Hydrogenics did a demonstration where it had a year’s worth of power outages simulated and had a fuel cell backup power device right on one of the sites. “With remote monitoring via the Internet, we were able to understand how the fuel cell was operating. A fuel cell is always taking data about how the fuel cell stack is performing and feeds it back to an engine control unit (ECU) that analyzes performance and makes adjustments to keep it performing well. Fuel cells lend themselves very easily to remote monitoring and operations.”
DG: Loving It, Not Shunning It
While most vertically integrated electric utilities continue to view distributed generation as an unprofitable market segment at best and at worst, a threat to their traditional business and a potential hindrance to their transmission and distribution systems, DTE Energy, parent of Detroit Edison, has fully embraced DG.
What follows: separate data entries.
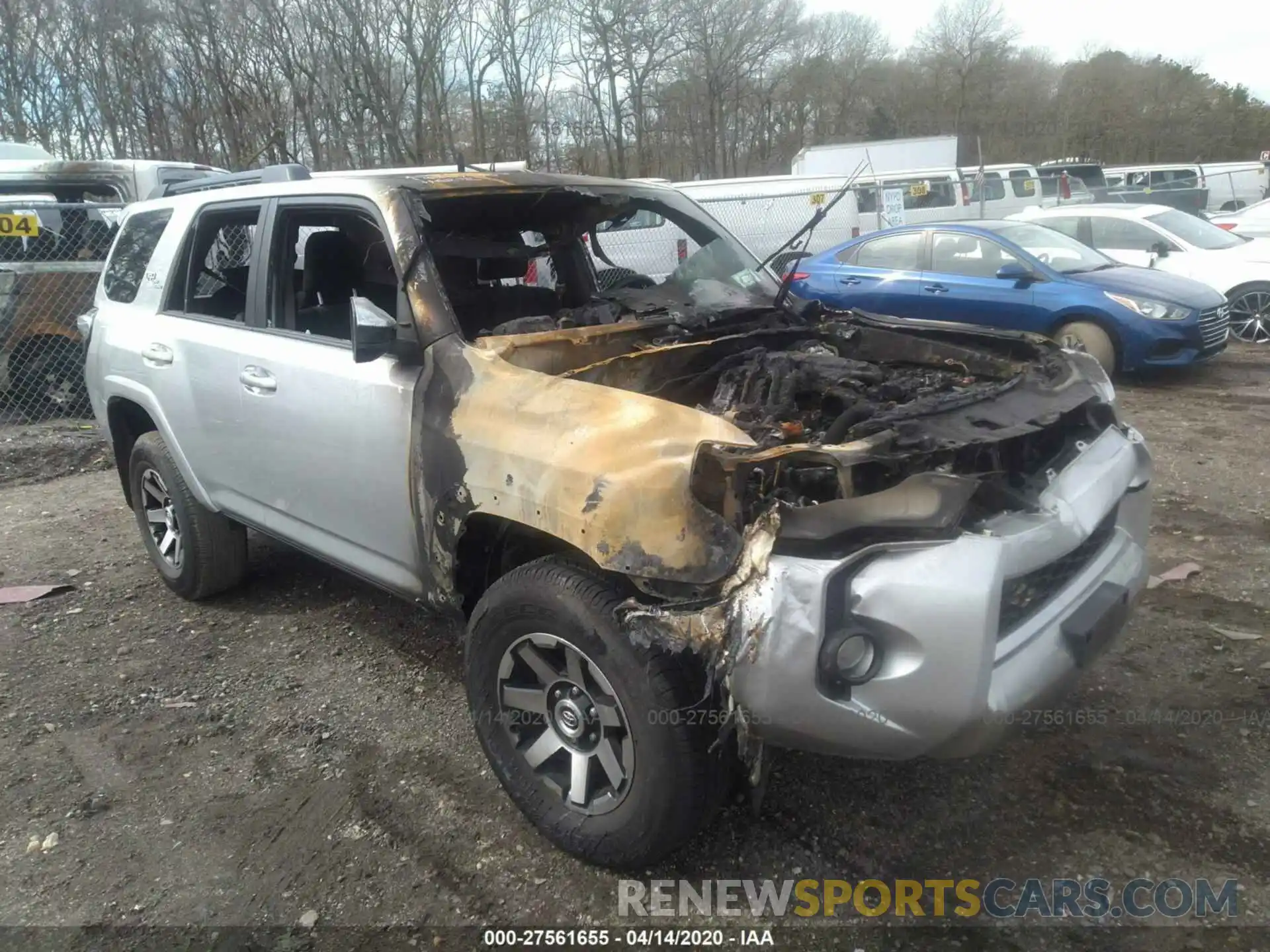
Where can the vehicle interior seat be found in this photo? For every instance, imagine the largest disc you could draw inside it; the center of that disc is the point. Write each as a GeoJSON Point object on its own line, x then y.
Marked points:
{"type": "Point", "coordinates": [332, 273]}
{"type": "Point", "coordinates": [483, 302]}
{"type": "Point", "coordinates": [951, 251]}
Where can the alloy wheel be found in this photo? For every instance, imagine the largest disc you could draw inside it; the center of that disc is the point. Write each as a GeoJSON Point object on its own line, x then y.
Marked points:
{"type": "Point", "coordinates": [1250, 317]}
{"type": "Point", "coordinates": [161, 518]}
{"type": "Point", "coordinates": [566, 720]}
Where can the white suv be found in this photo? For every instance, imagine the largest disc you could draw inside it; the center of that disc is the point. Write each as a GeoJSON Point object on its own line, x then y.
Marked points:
{"type": "Point", "coordinates": [683, 522]}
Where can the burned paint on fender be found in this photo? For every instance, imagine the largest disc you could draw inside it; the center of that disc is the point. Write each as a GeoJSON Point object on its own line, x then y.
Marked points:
{"type": "Point", "coordinates": [443, 502]}
{"type": "Point", "coordinates": [605, 470]}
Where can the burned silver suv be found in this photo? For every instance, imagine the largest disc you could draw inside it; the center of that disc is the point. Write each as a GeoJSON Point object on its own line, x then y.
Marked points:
{"type": "Point", "coordinates": [685, 521]}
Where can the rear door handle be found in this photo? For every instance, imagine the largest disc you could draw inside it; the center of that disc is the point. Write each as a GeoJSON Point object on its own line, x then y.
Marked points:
{"type": "Point", "coordinates": [257, 380]}
{"type": "Point", "coordinates": [157, 354]}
“Back as far as the mid 1990s, DTE had a strong interest in distributed generation,” says Mark Fallek, vice president and chief marketing officer for DTE Energy Technologies. “That interest stemmed from what happened in the computer industry where things went from big mainframes to PCs and hand-helds.”
DTE reasoned that what happened in those industries could happen in theirs. Technology would eventually allow customers to reap benefits from being independent of the grid, lower their costs and have greater security.
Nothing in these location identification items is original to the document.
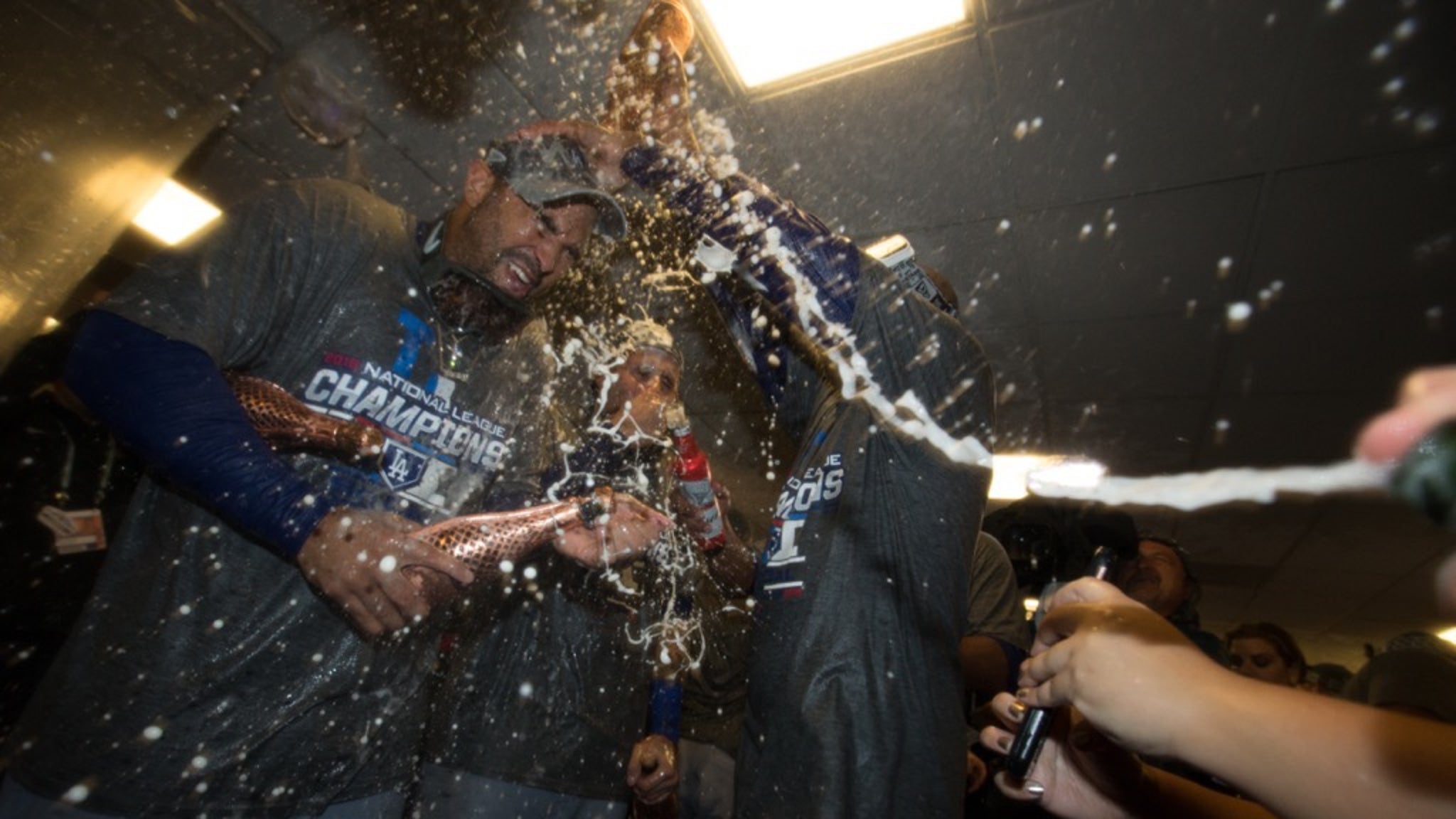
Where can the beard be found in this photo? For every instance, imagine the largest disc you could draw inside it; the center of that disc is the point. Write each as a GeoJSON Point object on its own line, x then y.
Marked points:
{"type": "Point", "coordinates": [469, 304]}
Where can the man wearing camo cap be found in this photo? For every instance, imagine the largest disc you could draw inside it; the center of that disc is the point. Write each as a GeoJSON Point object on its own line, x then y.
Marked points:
{"type": "Point", "coordinates": [252, 646]}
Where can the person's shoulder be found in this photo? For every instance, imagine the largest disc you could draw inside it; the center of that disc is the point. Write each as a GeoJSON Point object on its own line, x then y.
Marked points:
{"type": "Point", "coordinates": [336, 205]}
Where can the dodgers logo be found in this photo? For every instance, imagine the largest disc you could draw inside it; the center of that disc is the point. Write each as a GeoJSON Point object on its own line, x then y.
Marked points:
{"type": "Point", "coordinates": [402, 466]}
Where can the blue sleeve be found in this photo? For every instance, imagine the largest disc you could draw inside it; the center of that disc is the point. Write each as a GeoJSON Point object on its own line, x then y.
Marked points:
{"type": "Point", "coordinates": [168, 401]}
{"type": "Point", "coordinates": [779, 247]}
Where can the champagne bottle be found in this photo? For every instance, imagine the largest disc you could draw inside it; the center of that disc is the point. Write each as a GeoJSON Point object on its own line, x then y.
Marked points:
{"type": "Point", "coordinates": [287, 423]}
{"type": "Point", "coordinates": [695, 480]}
{"type": "Point", "coordinates": [1426, 477]}
{"type": "Point", "coordinates": [486, 541]}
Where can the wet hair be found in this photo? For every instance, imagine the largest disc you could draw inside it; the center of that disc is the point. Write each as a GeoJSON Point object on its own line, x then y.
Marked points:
{"type": "Point", "coordinates": [1283, 643]}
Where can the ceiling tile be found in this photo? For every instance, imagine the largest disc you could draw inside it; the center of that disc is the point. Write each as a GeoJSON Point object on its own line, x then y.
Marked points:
{"type": "Point", "coordinates": [980, 259]}
{"type": "Point", "coordinates": [1157, 254]}
{"type": "Point", "coordinates": [1160, 356]}
{"type": "Point", "coordinates": [1353, 347]}
{"type": "Point", "coordinates": [1286, 430]}
{"type": "Point", "coordinates": [1376, 226]}
{"type": "Point", "coordinates": [1120, 97]}
{"type": "Point", "coordinates": [864, 156]}
{"type": "Point", "coordinates": [1130, 436]}
{"type": "Point", "coordinates": [1372, 77]}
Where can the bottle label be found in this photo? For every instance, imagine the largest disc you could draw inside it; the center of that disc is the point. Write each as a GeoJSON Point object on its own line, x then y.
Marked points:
{"type": "Point", "coordinates": [701, 494]}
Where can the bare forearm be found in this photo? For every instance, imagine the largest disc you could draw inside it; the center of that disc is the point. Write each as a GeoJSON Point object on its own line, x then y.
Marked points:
{"type": "Point", "coordinates": [1169, 795]}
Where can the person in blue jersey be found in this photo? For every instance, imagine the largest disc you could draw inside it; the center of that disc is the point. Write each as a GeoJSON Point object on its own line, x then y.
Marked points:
{"type": "Point", "coordinates": [855, 690]}
{"type": "Point", "coordinates": [254, 645]}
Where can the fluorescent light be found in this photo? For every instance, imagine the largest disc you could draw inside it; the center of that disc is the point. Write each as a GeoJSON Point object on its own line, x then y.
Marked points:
{"type": "Point", "coordinates": [173, 213]}
{"type": "Point", "coordinates": [1011, 473]}
{"type": "Point", "coordinates": [771, 40]}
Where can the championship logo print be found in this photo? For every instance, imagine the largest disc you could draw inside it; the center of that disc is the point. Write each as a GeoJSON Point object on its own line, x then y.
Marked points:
{"type": "Point", "coordinates": [402, 466]}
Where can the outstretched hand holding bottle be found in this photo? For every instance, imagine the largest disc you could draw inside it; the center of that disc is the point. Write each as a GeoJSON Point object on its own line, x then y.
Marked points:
{"type": "Point", "coordinates": [1146, 690]}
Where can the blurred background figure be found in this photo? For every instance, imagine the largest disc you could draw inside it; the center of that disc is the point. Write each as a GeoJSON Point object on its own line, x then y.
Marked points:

Under the energy|now brand, DTE Energy Technologies offers customers natural gas and diesel generator products including internal and external combustion engines, miniturbines, fuel cells and reciprocating engines ranging from 5 kW to 2 MW. Shown is DTE Energy Technologies 150 kW ENI 150 internal combustion engine. Photo courtesy of DTE Energy Technologies.
DTE went so far as to think about benefit to its own distribution lines. Detroit Edison has deployed distributed resources on poor performing circuits where there’s not enough power for various reasons, perhaps an undersized substation. Substations are upgraded in 5, 10 or 20 MW increments and the Detroit utility sees no reason to upgrade in such large increments if only 1 or 2 MW is required. “So why not use a DG solution there because it’s probably during peak period and you can put in a 1 or 2 MW diesel or gas-fired unit to hit those peaks and defer the capital investment,” says Fallek “We save everyone some money.”
DTE’s non-regulated DG business also comes to Detroit Edison’s rescue by providing uninterrupted power during substation repair and allowing almost seamless deployment of customers’ standby generators for grid use on hot days. “There’s lots of standby capacity out there,” says Fallek, “and our SOC can dispatch a large number of them all at once rather than call customers individually and ask them to turn on their generator.”
Says Peter Pintar, director of DTE investor relations and manager of the corporation’s technology capital investments pool, “About six years ago we decided to become a player in the DG industry. We know, broadly, distributed resources will grow over time, and we’d rather be a player than be sitting on the sidelines.”